MICROSTRUCTURE TOUGHNESS RELATIONSHIPS IN FULLY LAMELLAR GAMMA-BASED TITANIUM ALUMINIDES

The fracture toughness of the gamma-aluminide alloy Ti-48.4Al-1.9Mn-2.0Nb (at.%) was determined at room temperature for fully lamellar microstructures with randomly oriented colonies. Variation of the lamellar colony size in the range 400-1800 mu m was found to have little effect on the fracture toughness value. By subjecting the material to different cooling rates from the alpha-phase field, specimens were produced with different lamellar lath thicknesses.
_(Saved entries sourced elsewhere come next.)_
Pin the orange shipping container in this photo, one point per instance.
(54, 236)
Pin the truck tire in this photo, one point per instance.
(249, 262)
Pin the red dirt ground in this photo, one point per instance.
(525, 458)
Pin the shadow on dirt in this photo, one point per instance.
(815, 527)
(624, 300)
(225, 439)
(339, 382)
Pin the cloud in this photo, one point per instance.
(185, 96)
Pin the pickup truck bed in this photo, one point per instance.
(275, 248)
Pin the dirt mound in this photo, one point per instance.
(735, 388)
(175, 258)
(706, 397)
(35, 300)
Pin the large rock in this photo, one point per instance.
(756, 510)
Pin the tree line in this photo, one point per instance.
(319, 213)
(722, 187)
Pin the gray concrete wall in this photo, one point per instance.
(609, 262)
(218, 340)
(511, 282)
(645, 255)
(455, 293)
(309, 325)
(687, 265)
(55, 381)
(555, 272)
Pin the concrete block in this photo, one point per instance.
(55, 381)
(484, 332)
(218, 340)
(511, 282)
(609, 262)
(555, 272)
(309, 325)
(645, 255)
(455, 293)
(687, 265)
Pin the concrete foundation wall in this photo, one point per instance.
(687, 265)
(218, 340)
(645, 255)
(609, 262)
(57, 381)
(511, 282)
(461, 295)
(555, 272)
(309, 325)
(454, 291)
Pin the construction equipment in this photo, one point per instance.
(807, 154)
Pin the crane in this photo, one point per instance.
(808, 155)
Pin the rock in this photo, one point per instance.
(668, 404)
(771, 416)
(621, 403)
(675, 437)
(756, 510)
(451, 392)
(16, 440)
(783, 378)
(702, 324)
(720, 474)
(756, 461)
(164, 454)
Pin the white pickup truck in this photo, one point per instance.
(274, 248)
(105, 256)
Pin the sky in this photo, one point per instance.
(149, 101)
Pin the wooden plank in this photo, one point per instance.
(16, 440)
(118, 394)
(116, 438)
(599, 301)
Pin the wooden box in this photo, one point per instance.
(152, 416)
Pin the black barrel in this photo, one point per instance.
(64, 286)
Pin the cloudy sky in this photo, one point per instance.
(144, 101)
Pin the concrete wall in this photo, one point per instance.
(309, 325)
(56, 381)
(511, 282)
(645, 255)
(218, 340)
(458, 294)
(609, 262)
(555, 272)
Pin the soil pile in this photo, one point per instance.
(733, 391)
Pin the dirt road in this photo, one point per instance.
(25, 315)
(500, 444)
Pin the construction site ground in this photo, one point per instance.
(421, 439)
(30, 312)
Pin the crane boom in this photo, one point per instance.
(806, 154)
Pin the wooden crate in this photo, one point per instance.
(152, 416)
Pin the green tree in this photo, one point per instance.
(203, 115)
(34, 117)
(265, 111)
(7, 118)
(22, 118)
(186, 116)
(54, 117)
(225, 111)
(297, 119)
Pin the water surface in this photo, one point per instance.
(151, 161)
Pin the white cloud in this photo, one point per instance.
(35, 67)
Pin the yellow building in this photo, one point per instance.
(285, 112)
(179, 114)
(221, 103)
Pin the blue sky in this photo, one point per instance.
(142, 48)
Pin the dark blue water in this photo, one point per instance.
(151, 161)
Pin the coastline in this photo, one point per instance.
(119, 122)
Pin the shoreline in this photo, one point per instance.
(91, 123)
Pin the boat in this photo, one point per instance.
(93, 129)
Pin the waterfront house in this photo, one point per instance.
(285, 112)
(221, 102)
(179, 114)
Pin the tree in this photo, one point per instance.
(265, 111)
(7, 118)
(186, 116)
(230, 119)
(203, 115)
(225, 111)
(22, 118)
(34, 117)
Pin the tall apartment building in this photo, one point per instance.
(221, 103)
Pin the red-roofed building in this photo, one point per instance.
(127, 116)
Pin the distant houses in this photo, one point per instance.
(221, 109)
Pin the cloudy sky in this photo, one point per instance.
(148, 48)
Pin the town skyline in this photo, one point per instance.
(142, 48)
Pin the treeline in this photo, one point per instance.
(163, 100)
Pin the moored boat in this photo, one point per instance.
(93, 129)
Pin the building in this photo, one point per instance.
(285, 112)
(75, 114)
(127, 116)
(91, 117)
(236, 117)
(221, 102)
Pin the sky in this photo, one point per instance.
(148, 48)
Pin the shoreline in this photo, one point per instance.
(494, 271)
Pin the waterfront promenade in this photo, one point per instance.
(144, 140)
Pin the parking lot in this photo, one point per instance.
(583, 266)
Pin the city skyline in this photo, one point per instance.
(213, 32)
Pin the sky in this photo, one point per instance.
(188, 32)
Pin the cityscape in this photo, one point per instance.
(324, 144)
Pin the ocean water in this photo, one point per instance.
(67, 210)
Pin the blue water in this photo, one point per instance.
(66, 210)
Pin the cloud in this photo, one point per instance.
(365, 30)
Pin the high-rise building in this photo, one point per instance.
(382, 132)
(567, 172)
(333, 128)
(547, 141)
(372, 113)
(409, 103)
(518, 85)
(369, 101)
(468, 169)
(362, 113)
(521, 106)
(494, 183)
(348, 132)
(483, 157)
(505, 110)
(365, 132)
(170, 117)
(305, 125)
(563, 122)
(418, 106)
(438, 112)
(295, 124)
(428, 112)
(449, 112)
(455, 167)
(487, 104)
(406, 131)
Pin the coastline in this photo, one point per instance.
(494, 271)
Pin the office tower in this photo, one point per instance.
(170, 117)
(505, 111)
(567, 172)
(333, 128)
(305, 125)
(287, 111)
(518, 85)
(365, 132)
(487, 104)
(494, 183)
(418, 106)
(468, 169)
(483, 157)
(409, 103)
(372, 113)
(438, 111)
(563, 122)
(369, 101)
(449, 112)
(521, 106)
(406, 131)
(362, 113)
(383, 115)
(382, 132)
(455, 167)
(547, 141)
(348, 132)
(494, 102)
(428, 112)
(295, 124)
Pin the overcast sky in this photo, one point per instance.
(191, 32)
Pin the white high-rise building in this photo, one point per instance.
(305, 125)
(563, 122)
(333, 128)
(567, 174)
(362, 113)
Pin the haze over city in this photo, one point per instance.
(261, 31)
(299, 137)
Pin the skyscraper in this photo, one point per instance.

A variation in the lamellar lath thickness from 0.43 to 1.68 mu m produced a very small increase in the fracture toughness value as the lath thickness was reduced. However, this increase was not significant at the 95% confidence level. Many specimens exhibited ''pop-in'' behaviour during testing. Transmission electron microscopy (TEM) analysis of the boundary types present in the material revealed that cooling at 1 degrees C min(-1) resulted in a random distribution of the four types of boundary possible, whereas for cooling rates of 5 degrees C min(-1) or greater, the boundaries were mainly of the 0 degrees and 180 degrees types. Since the fracture toughness specimen of the former cooling rate exhibited more pronounced interlamellar failure, it was suggested that 60 degrees and/or 120 degrees boundaries may possess a slightly lower interlamellar interfacial strength.